The prompt
There are 100 rooms in a hotel. Since the owner knows that 10% of the early reservations are canceled before the arrival, he ordered to accept reservations for more than 100 rooms. What is the probability that after accepting 104 reservations the hotel will run out of vacant rooms?
I am required to solve the following problem using Central Limit theorem.

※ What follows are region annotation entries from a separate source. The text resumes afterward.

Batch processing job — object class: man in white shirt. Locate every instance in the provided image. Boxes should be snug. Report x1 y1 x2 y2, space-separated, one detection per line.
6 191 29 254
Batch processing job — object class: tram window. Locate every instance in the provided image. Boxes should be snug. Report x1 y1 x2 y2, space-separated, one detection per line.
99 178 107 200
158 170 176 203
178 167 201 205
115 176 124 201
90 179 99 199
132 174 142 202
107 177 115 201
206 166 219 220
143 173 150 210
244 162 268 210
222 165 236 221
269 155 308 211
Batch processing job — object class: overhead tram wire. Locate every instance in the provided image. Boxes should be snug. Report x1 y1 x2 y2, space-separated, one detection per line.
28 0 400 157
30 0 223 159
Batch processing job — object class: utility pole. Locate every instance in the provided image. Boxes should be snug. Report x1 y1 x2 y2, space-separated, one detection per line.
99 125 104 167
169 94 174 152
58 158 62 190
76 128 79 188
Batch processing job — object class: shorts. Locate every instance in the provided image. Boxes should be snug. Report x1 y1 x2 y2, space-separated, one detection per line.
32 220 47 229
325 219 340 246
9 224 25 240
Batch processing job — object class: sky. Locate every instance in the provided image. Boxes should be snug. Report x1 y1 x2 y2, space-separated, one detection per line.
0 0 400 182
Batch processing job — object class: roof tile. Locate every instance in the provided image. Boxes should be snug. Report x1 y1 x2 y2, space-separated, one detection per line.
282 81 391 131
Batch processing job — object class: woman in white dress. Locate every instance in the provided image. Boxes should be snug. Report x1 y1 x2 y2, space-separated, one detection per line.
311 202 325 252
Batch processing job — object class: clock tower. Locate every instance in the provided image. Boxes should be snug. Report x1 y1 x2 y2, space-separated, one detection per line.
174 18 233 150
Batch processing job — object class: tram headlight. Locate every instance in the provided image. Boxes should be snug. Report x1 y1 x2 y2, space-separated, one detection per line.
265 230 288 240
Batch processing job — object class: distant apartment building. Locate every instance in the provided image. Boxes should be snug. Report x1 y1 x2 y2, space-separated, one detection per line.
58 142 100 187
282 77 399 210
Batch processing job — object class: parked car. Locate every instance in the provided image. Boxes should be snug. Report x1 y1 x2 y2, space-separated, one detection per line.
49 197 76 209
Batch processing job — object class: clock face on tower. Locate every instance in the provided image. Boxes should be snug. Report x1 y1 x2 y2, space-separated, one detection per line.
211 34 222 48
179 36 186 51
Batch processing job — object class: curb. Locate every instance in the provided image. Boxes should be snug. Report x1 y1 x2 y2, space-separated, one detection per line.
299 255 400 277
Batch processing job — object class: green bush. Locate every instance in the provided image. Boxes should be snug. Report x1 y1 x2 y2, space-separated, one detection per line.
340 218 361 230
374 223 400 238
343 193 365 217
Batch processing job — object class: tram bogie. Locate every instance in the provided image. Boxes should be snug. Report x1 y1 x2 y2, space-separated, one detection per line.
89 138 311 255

The way I attempted to solve the problem is by assuming $n = 100$, $$q = P(\text{reservation is cancelled}) = 0.1$$ $$p = P(\text{reservation is not cancelled}) = 0.9$$ So, $mean(np) = 90$, $var(\sqrt{npq}) = 3$
We are trying to find the probability that hotel doesn't have any more rooms to provide after 104 reservations, $$P(X \leq 104) = \phi(\frac{104-90}{3}) $$
Is this the correct way to attempt a problem like this? Hints appreciated.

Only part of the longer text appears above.